IGOR FERNÁNDEZ
PSICOLOGÍA

¡Qué incorrección!

Es bueno o es malo darle vueltas a una situación para elegir la manera correcta de actuar? Esta fue la pregunta que me hizo una persona con aspecto de haber estado dándole vueltas, a su vez, a la pregunta en sí. Me quedé pensando por un momento en el plano psicológico de la pregunta, es decir, en qué quería esta persona resolver en sí mismo respondiendo a este interrogante.

Siempre que hacemos una pregunta genérica de este tipo, tenemos un interés personal bastante concreto, una necesidad que cubrir, e incluso nuestra propia respuesta que queremos contrastar. Yo, como psicólogo centrado en la persona, tuve que responder un insatisfactorio «depende», insatisfactorio para él, pero honesto. Por lo menos, antes de empezar a hacerle preguntas sobre el subtexto de la pregunta (en los textos dramáticos, se llama así a la intención tras las palabras, o a lo que los personajes quieren de su interlocutor). Para empezar, si pensaba en alguna situación concreta cuando me lo preguntaba, por aquello de entender mejor, y sobre el terreno, lo que significa bueno o malo en una situación concreta. Había otra razón para hacer esta propuesta y es que, al responder en general, yo habría dado una respuesta abstracta y probablemente convencional, o simplemente habría dado mi opinión en función de mi experiencia. Bueno y malo son adjetivos con implicaciones morales, por lo que están sujetos a criterios éticos generales de un grupo en particular. Lo que es bueno o malo en una familia, no tiene por qué serlo en otra, algo que se hace muy evidente al comparar culturas.

Por mi experiencia, sé que las personas hacemos las cosas por una razón, así que ese darle vueltas, debía de tener alguna razón de ser, más allá de ser bueno o malo. Entonces, ¿para qué damos vueltas a una situación? Algunas posibles respuestas son: entender lo que ha sucedido, o prepararnos para lo que puede suceder y reaccionar en consecuencia a esa predicción. Aunque, a veces, pensar repetidamente sustituye a la acción; es decir, mientras giramos mentalmente entorno a una decisión difícil, también retrasamos actuar.
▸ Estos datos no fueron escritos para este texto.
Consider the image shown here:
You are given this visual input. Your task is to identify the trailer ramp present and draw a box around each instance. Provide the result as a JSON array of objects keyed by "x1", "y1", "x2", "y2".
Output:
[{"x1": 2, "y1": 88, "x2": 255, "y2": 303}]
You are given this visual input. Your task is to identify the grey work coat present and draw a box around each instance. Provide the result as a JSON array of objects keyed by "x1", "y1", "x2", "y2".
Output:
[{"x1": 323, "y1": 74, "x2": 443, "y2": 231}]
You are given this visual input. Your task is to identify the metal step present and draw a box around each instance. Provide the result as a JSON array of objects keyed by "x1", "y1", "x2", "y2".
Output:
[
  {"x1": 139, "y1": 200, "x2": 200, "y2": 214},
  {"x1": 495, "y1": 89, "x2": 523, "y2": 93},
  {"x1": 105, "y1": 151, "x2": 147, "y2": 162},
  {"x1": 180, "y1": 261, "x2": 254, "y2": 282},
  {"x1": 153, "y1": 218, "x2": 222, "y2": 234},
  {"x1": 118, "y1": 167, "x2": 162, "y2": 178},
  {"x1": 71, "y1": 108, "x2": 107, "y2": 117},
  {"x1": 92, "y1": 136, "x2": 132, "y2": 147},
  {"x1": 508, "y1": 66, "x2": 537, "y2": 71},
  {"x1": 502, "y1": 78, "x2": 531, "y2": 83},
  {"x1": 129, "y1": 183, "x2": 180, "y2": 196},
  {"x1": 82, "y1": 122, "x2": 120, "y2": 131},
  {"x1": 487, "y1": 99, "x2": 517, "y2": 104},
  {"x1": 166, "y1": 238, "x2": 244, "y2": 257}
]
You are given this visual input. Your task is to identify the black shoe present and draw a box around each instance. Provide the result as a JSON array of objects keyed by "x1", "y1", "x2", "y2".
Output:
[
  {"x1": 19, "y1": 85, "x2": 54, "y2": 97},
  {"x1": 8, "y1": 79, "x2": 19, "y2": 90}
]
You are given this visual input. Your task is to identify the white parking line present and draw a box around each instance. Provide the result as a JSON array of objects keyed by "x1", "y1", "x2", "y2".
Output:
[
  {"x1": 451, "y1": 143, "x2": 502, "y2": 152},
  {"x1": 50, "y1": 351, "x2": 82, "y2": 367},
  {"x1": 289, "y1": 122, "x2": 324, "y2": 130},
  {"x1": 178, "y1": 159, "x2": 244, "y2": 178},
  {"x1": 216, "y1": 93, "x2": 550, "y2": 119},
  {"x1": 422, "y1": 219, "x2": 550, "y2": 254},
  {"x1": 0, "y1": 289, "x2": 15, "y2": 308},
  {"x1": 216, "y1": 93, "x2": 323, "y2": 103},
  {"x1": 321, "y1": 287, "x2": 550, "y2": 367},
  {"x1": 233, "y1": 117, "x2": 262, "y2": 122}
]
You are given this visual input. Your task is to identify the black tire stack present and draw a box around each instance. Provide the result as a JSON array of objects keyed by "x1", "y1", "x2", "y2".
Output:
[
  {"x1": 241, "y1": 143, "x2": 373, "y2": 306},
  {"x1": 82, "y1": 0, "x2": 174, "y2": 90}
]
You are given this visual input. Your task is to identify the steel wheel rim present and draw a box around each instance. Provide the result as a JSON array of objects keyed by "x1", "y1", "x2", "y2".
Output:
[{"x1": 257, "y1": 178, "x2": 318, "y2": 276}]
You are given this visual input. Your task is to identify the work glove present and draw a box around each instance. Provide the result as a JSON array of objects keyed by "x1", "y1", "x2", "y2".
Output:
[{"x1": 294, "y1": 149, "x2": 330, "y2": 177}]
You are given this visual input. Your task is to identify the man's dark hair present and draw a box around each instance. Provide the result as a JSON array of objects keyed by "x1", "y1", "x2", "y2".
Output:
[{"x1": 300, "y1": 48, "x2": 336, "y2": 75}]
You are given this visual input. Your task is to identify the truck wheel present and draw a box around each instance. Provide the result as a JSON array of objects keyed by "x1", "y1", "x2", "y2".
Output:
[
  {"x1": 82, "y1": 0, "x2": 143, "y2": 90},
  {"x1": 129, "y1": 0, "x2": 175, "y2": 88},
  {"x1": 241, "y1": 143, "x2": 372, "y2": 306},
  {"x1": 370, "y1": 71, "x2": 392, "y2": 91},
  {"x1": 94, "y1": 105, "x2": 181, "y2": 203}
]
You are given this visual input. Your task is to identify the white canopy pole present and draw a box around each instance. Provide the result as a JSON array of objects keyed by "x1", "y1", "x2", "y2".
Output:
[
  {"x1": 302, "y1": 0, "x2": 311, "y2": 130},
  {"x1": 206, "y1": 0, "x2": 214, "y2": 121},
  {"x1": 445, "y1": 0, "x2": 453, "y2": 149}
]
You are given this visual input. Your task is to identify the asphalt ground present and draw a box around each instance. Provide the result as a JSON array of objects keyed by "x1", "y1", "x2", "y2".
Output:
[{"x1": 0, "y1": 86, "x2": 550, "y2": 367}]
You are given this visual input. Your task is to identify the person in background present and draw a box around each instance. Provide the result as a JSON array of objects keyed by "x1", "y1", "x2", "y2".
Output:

Sea como fuere, parece que pensar mucho nuestra actuación en una situación dada que sucederá en el futuro tiene una alta dosis de preparación, la cual a menudo tiene consecuencias. Para empezar, el cansancio de crear mentalmente escenarios distintos ante la misma situación inicial y responder a ellos en la fantasía, lo cual nos lleva tiempo y energía que podríamos estar poniendo en otra cosa. Para continuar, pagamos el precio de la contención de la espontaneidad. Cuando ensayamos nuestras reacciones, nuestras palabras, incluso nuestros sentimientos, encapsulamos la emoción genuina que sentiríamos si simplemente nos dejáramos reaccionar en el momento, ponemos a un lado la manera de actuar que más encaja con nosotros para dar una respuesta correcta, la que se espera, o la que calculamos que tendrá mejor resultado (aunque a menudo buscamos el resultado menos negativo). Al mismo tiempo, hay relaciones en las que se nos pide ser diferentes para encajar, y en las que prácticamente tenemos que adivinar cuál es la respuesta correcta, cuando la nuestra, la que nos sale, no es aceptada o es criticada, o simplemente percibimos la decepción en los ojos del otro. Si esta reacción nos asusta o nos duele, normalmente no podemos hablarlo en el momento, o discutir sobre esa petición para adaptarnos al marco de referencia del otro, o expresar nuestro deseo de que nuestra visión sobre las cosas sea tenida en cuenta. Así que lo que nos queda es darle vueltas en solitario, y después de un rato, volver a pensar en la pregunta del principio, la cual, por cierto, se plantea porque hay algo que no nos convence de esa preparación para lo correcto.